Tendance concernant les prix
Prévoir l'évolution des prix, même à court terme, semble un exercice chaque jour plus délicat, tant les situations apparaissent contrastées, d'un département à l'autre ou suivant les types de biens.
En effet, l'immobilier est capricieux. Dans sa dernière note de conjoncture, datée de juillet 2010, le Conseil Supérieur du Notariat fait état pour le 1er trimestre, tant pour les appartements que pour les maisons, d'une augmentation des prix légèrement supérieure à 1 % sur un an. Ce faible taux confirme que les prix semblent se stabiliser un peu partout. Toutefois, les notaires d'Ile-de-France (20 % du parc immobilier) affichent, fin juin, une augmentation des prix de 5 % par rapport à 2009.

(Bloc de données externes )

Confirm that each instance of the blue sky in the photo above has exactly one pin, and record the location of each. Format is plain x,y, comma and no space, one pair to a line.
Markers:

Comme le pouvoir d'achat immobilier des ménages a fortement décru ces dix dernières années, l'une des rares explications que l'on peut trouver à l'augmentation des prix à Paris ou au cœur des grandes villes, provient de la dimension valeur refuge attribuée au logement.
Le conseil des notaires
Globalement, les nouvelles sont assez bonnes, tant sur le plan des volumes que des prix et les projections favorables pour la fin 2010. D’où une augmentation sensible des conseils à l'achat avant revente. Le nombre de notaires qui considèrent que la baisse des prix s'achève et que l'on peut faire de bonnes affaires à l'achat augmente ainsi de 26 % à 42 % pour le logement, rattrapant pratiquement l'écart affiché par rapport aux terrains.
Évolution de l'environnement économique
Économistes et boursiers semblent jouer à se faire peur. Après avoir été successivement affolés par la crise des crédits immobiliers, celle des liquidités bancaires et celle du surendettement des États, ils évoquent maintenant la crise possible des Banques Centrales. Ces institutions pourraient devenir la cible des marchés en cas d'échec des plans de sauvetage qu'elles ont mis en place. Au gré des nouvelles sur ces dossiers délicats, la bourse s'élève, puis s'effondre, puis se relève contribuant ainsi à la richesse des spéculateurs. Pour compenser ces sombres perspectives, la Conférence des Nations Unies sur le Commerce et le Développement (Cnuced) révèle que plus de 1 200 milliards d'Euros seront investis dans le monde en 2010, la France confirmant sa place de 2e investisseur mondial et de 3e pays d'accueil.